Once upon a time there lived a family of programming bears.
Each morning mammy bear, daddy bear and baby bear would rise and eat breakfast together in their secluded cottage deep in the forest before whipping out their three laptops to spend hours cheerily writing Java code.
One day, while the bears were out shopping, professor of automation theory and software engineering, Maria G. Locks, stumbled upon the cottage while lost in the woods. Cupping her hands against the glass as she peered through a window she spied the glowing screens of three laptops and immediately smashed her way inside.
She sat at the first laptop, cracked its password and pored over the Java source code. It was a frightful mess. With just a few, monstrous classes containing thousand-line-long functions, the structure gashed her soul. Distraught, she moved to the second laptop and cracked its password. A rancid splurge of code vomited itself up onto the screen, this time with hundreds of fiddly packages hosting hundreds of tiny classes, each in turn baring masses of disjointed functions. Cracking a final password she sank weeping before the third laptop.
This code was beautiful.
The packages were neither too big nor too small, neither too many nor too few. The well-proportioned classes housed coherent implementation detail. The functions, appropriately information-hidden, performed single tasks without fuss.
Then the three bears burst in through the front door and daddy bear roared with murderous rage at the sight of the intruder. Professor Locks, screaming, leaped to her feet. Mammy bear shrieked something about porridge and a bed but no one could really remember how the tale ended so the whole thing was just abandoned.
When is our software neither over-encapsulated, with too many packages and classes, nor under-encapsulated, with too few? When is it just right?
Let us try to answer these questions by modeling a Java program.
Novices often ask, "How many classes should you have?" Though unaware of their omission, they are actually asking, "How many classes should I have to satisfy a particular constraint?" We, too, must choose our constraint. Real-world constraints usually relate to the problem-domain but, wishing our model to be as widely-applicable as it is simple, we shall choose as our constraint that we want to minimize the number of potential dependencies that our system can support. That is, we wish to minimize the system's potential coupling.
Though simple, our choice is not without merit, for we wish (deep breath) to minimize the cost of developing our software and that means minimizing ripple-effect updates by minimizing the number of dependencies involved and that means minimizing the conditions that encourage dependency-formation and that means minimizing the number of potential dependencies.

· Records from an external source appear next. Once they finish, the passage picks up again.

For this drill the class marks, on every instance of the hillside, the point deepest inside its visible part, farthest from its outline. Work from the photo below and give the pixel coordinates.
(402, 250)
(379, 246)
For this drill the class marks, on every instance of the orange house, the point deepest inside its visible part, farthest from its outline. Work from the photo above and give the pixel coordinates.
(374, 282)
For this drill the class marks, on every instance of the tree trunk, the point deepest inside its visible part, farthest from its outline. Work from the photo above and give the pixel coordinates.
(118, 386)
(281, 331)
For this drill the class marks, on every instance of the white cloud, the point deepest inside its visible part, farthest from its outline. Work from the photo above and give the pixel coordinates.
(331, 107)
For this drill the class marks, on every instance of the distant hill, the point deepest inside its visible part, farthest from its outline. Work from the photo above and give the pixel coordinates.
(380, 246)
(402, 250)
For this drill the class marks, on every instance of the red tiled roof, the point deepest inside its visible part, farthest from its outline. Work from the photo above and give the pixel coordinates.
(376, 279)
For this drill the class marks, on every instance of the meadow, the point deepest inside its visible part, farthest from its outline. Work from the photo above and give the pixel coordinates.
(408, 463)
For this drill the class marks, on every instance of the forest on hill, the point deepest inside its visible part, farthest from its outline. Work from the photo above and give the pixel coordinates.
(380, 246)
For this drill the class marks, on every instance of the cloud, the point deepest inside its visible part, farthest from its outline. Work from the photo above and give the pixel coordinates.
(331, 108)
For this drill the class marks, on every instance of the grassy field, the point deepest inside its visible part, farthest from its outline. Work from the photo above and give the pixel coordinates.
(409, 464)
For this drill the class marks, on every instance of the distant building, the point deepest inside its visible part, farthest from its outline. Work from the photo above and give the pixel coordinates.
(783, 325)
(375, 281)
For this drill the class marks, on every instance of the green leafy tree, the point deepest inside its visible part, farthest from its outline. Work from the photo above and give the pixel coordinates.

Eyebrows no doubt rise at such rattling chains of logic but the prize - that of an objective measure of how many functions, classes and packages we should have - might be worth some leeway.
Our model is based on two assumptions: one sensible, one completely bonkers.
The first assumption is that our system consists of n functions. Our task is find the number classes and packages over which we should distribute these n functions so that we minimize the potential coupling.
The second assumption is that all functions will be evenly distributed over all classes and packages, that each class will have d functions visible to other classes in the package and that each package will have the same number, d, functions visible to other classes in other packages.
See? Bonkers.
But not without a smidgen of rationale. We know that evenly-distributing functions minimizes potential coupling in almost all cases. Because potential coupling rises with the square of number of elements that can see one another, if a class has twice as many functions then it will have four times as much potential coupling.
As for having a strict number of default-accessor functions per class and public functions per package, well, precisely no one designs a system that way. Programmers try, though, to minimize the number of maximally-visible elements so we can look at d = 1 as an ideal if asymptotic goal. Certainly once a system is up and running it must have an average number of default-accessor functions per class and public functions per package. Given that we want both numbers to be small it is perhaps not so outlandish to find that they might be similar.
Our assumptions, however, these are. Judge their plausibility for yourself.
Finally, let us label our quarry: we wish to know how many packages, pa, and classes, r, our system should have.
So, how do we find pa and r?
Let us take any function - we shall call it test1()
- in our hypothetical, evenly-distributed system and ask: how many other functions can test1()
see? Everything here follows from this question.
There are three groups of functions that test1()
can see. It can see functions within its own class. It can see functions in other classes within its own package. And it can see functions in other classes in other packages.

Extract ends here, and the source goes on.